Les caïds
Je me tiens au coin de la rue comme un zozo. J’ai quatorze ans. J’émule ceux qui en ont vingt. Ils se rasent la barbe. Moi, de haut de ma puberté, je rase les murs râpeux de ma vie. J’ai manqué le premier rendez-vous avec mon suicide. Je suis fragile. Je suis toujours à deux pas de faire le saut. Mes parents pointent du doigt mon immaturité, laissant ma dépression maladive grignoter à saut de puce mon être. Je me fais tout petit quoique je dépasse de deux têtes les caïds du quartier dont les bras entourent mes épaules. Protection assurée. Je suis désormais un des leurs. Une huile sur qui ils peuvent compter pour huiler la machination de leur terreur. Je dépose mon cul sur le banc d’une école privée alors qu’eux, ils n’ont pas le cul sorti des ronces. Je ne me sens pas privilégié.

Je les asperge de connaissance académique. Ils me rient au nez. À froid, j’ai compris l’expression: jeter des perles aux pourceaux. Mon langage n’est plus châtié. Il est truffé d’injures, de persiflages, de railleries et de sarcasmes. Il se déploie à la sortie des étudiantes de l’école dont on surveille l’arrivée sur les braises ardentes. Les livres sanglés pressés contre leurs poitrines naissantes.

L’uniforme scolaire sans un pli. Les chaussettes d’une blancheur aveuglante. Les chaussures si bien cirées qu’on s’en mire. La chemise blanche boutonnée jusqu’au ras-de-cou. Étouffement de la parole. La jupe écossaise dont je comptais les plis pour aboutir à sa forteresse dont le pont-levis ne baissera qu’à sa nuit de noce. Les caïds les interpellaient en gigotant leurs parties intimes.

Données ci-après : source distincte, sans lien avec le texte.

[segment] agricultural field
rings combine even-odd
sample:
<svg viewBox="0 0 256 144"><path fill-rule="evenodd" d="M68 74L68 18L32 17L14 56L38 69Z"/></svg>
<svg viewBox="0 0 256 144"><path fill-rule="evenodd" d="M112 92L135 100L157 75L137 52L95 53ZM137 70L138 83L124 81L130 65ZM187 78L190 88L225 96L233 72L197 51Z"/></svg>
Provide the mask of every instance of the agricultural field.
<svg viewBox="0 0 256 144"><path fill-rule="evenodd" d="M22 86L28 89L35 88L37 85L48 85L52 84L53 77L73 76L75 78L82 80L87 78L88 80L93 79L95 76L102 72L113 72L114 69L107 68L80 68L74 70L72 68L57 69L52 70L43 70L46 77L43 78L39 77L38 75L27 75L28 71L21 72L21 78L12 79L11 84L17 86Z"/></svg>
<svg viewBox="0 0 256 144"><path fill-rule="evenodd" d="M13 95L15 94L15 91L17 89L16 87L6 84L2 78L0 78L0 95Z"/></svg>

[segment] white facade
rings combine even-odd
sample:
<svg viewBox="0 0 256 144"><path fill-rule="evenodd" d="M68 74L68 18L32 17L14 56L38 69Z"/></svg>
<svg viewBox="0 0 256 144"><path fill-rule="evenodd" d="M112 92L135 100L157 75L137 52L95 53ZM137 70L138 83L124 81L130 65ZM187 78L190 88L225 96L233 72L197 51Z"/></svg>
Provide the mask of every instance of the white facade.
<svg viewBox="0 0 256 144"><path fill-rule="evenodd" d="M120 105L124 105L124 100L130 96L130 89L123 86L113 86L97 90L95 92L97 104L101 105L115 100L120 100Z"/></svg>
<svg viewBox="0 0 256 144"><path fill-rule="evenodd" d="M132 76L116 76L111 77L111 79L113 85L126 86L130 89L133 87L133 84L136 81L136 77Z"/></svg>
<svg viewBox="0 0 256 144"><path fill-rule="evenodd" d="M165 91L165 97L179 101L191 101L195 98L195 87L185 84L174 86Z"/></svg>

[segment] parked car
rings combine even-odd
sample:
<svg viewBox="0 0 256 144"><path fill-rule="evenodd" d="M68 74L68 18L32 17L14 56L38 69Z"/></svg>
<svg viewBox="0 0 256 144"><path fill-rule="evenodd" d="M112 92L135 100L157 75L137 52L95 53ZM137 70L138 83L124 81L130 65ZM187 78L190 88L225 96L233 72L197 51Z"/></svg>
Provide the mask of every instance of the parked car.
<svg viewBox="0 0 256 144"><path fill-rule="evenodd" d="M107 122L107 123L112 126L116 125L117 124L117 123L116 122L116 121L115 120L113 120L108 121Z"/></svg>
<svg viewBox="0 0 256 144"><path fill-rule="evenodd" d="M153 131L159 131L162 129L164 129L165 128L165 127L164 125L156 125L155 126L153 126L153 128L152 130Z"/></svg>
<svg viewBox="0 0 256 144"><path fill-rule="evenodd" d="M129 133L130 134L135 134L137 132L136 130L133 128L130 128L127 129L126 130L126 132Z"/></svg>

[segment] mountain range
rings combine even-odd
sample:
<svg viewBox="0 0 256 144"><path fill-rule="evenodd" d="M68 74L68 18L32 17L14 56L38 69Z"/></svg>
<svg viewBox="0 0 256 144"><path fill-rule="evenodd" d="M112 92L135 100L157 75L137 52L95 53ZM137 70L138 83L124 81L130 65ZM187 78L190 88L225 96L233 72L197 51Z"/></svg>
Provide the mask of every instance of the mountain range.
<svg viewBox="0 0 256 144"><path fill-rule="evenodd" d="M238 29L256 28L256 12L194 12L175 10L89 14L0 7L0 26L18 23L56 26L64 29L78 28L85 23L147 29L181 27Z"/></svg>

Certaines riaient sous cape. D’autres nous défiaient du regard. «Regarde ce que je te réserve, leur lançait alors le chef.» Chaque samedi après-midi, on s’adossait contre le mur de crainte qu’il s’effondre. On jouait à pile ou face sur qui jettera son dévolu sur quelle écolière. Habib, court de pattes, musculeux à tout va dont la physionomie s’approchait de celle d’un batracien, garait sa Datsun orange qu’il considérait comme une extension de son pénis au coin de la rue. Il attendait sa dulcinée, lui le Don Quichotte de la désillusion. Il bombait son torse à sa vue. Ses dents avariées esquissaient un sourire qui faisait changer le trajet de l’écolière élue par ses fantasmes. J’ignorais quoi faire de mes dix doigts. Je ne savais quelle attitude adopter. Je n’étais pas seulement en âge de marcher, mais de fuir surtout. Ce que je ne fis pas. L’ensemble de mon éducation parentale finit dès lors en quenouille. Je voulais déroger à la bien-pensance parentale. La fouler aux pieds.

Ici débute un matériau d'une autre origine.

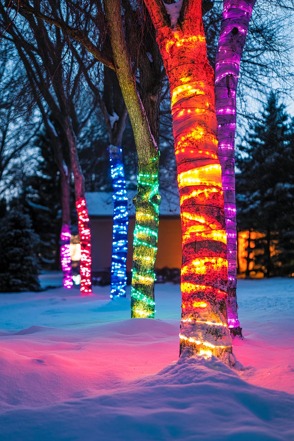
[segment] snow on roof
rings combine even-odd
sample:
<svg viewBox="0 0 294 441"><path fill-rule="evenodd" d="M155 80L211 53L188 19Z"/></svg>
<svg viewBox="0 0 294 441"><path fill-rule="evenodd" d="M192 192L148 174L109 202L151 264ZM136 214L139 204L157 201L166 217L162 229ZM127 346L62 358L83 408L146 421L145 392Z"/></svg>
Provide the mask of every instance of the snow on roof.
<svg viewBox="0 0 294 441"><path fill-rule="evenodd" d="M128 190L128 206L129 214L135 215L135 207L133 198L137 190ZM161 216L179 216L180 202L179 192L160 190L161 202L159 206L159 214ZM88 192L86 194L87 207L89 216L112 216L113 205L112 194L107 191Z"/></svg>

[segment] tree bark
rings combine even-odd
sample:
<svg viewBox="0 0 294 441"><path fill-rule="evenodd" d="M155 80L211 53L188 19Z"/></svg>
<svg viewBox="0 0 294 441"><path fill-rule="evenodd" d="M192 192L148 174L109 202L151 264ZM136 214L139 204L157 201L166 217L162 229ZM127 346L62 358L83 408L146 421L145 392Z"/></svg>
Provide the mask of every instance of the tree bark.
<svg viewBox="0 0 294 441"><path fill-rule="evenodd" d="M108 150L113 202L110 297L125 297L129 213L121 146L127 112L115 73L105 66L104 85L103 101L100 104L110 143Z"/></svg>
<svg viewBox="0 0 294 441"><path fill-rule="evenodd" d="M78 233L81 244L81 293L92 292L91 281L91 230L85 194L85 178L78 156L76 139L68 116L63 120L63 128L68 143L71 165L74 175L75 206L78 214Z"/></svg>
<svg viewBox="0 0 294 441"><path fill-rule="evenodd" d="M132 280L132 318L154 316L154 268L160 197L159 152L136 88L122 22L120 0L104 0L114 64L134 132L138 155L138 192L134 199L136 220Z"/></svg>
<svg viewBox="0 0 294 441"><path fill-rule="evenodd" d="M227 324L226 236L214 78L207 60L201 2L184 2L177 24L160 1L145 3L171 95L182 239L180 352L213 355L234 363Z"/></svg>
<svg viewBox="0 0 294 441"><path fill-rule="evenodd" d="M237 222L235 194L236 95L240 62L256 0L223 0L216 63L216 112L222 167L228 261L227 323L242 336L237 304Z"/></svg>

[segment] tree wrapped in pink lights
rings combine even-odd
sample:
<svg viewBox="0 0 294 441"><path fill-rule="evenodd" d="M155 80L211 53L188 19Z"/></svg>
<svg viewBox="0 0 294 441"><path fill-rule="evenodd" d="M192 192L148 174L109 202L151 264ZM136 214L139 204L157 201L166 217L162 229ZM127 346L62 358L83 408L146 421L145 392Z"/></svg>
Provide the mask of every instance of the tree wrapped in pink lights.
<svg viewBox="0 0 294 441"><path fill-rule="evenodd" d="M216 60L216 112L218 155L222 167L228 261L228 326L242 336L237 297L237 233L235 195L236 93L240 62L256 0L223 0L223 20Z"/></svg>

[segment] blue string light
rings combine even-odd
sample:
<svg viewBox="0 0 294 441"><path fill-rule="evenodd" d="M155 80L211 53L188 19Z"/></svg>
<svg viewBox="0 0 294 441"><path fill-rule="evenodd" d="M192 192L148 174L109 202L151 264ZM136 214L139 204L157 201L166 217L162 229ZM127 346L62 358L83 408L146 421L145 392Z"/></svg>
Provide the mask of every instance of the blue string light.
<svg viewBox="0 0 294 441"><path fill-rule="evenodd" d="M112 253L111 262L110 297L126 297L127 254L129 215L123 151L112 145L109 152L113 202Z"/></svg>

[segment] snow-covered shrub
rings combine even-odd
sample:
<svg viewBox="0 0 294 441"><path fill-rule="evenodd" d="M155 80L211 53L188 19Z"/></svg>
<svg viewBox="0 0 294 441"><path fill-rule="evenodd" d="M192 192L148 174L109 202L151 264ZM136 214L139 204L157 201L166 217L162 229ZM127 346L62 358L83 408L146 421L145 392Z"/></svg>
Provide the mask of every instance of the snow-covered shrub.
<svg viewBox="0 0 294 441"><path fill-rule="evenodd" d="M30 217L14 209L0 226L0 292L37 291L39 267L36 248L39 236Z"/></svg>

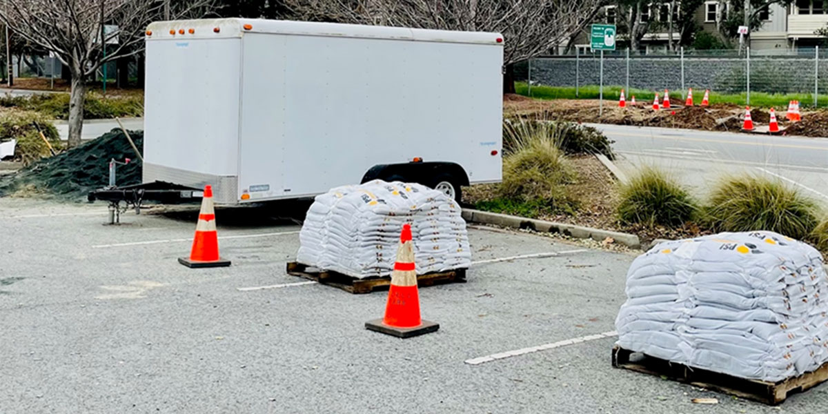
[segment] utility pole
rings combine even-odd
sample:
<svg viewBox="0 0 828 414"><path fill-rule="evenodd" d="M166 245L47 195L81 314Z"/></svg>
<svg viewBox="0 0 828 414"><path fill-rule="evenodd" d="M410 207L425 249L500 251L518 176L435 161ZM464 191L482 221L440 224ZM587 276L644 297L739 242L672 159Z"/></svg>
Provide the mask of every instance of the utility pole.
<svg viewBox="0 0 828 414"><path fill-rule="evenodd" d="M8 2L6 2L6 16L8 16ZM8 36L8 23L6 24L6 68L8 74L6 80L8 83L8 87L11 88L14 84L14 74L12 73L14 67L12 65L12 40Z"/></svg>
<svg viewBox="0 0 828 414"><path fill-rule="evenodd" d="M744 22L743 24L748 28L748 33L744 35L745 47L750 47L750 0L744 0ZM739 36L741 39L741 36Z"/></svg>

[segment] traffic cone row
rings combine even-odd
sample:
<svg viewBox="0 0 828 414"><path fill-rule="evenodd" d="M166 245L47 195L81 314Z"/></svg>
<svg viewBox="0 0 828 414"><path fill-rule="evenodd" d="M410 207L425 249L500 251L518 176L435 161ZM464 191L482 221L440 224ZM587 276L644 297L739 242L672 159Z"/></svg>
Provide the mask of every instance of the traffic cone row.
<svg viewBox="0 0 828 414"><path fill-rule="evenodd" d="M710 89L705 89L705 97L704 99L701 99L701 106L710 105ZM635 95L632 95L632 99L630 100L629 104L632 106L635 106ZM685 106L693 106L694 104L693 104L692 88L689 88L687 89L687 99L685 100L684 104ZM626 108L626 106L627 106L627 99L626 99L626 95L624 94L624 89L621 89L621 97L619 99L619 108ZM659 102L658 94L656 94L656 99L652 103L653 110L657 111L662 108L665 109L670 108L670 91L667 89L664 89L663 103Z"/></svg>

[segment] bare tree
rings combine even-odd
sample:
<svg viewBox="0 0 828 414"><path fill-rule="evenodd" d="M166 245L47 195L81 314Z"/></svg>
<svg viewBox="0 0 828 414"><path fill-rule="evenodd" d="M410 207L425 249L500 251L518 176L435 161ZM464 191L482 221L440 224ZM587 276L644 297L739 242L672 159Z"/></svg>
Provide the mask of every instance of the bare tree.
<svg viewBox="0 0 828 414"><path fill-rule="evenodd" d="M503 35L503 92L513 64L566 46L603 0L286 0L301 20Z"/></svg>
<svg viewBox="0 0 828 414"><path fill-rule="evenodd" d="M80 144L84 80L104 64L140 52L143 49L147 25L159 18L165 2L157 0L0 0L0 21L29 42L54 52L71 73L69 147ZM177 19L203 13L212 4L212 0L174 2L171 16ZM104 32L104 26L110 25L117 26L117 30ZM106 44L109 45L104 53L102 45Z"/></svg>

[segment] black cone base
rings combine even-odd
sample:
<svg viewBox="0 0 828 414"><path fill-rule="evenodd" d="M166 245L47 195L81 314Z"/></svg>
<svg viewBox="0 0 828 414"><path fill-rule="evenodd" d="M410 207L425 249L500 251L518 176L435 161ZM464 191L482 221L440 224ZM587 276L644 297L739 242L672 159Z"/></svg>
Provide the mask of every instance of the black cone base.
<svg viewBox="0 0 828 414"><path fill-rule="evenodd" d="M225 267L230 266L230 261L219 258L215 262L200 262L190 260L190 258L178 258L178 262L187 267Z"/></svg>
<svg viewBox="0 0 828 414"><path fill-rule="evenodd" d="M434 332L440 329L440 324L423 320L419 326L414 326L413 328L397 328L396 326L385 325L383 323L383 319L380 318L365 322L365 329L376 330L377 332L382 332L397 338L411 338L412 336Z"/></svg>

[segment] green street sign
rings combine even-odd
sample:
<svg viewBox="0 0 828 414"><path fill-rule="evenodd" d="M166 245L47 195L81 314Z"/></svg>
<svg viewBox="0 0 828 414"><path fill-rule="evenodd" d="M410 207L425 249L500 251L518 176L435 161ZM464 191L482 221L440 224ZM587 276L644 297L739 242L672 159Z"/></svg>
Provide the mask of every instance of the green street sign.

L’égruger comme fut la vie de mon père orphelin de père quand il était abandonné par sa mère. Être accueilli chez moi comme un chien dans un jeu de quille. Que ma réputation de voyou soit faite comme la volonté de Jésus d’être Fils de Dieu. Être tancé par mon père. Qu’il me remonte les bretelles. Qu’il me chapitre. Qu’il me prive d’argent de poche. Qu’il me traite de racaille. Que ma mère dise un mot, elle qui ne dit jamais rien, sinon «le repas est servi».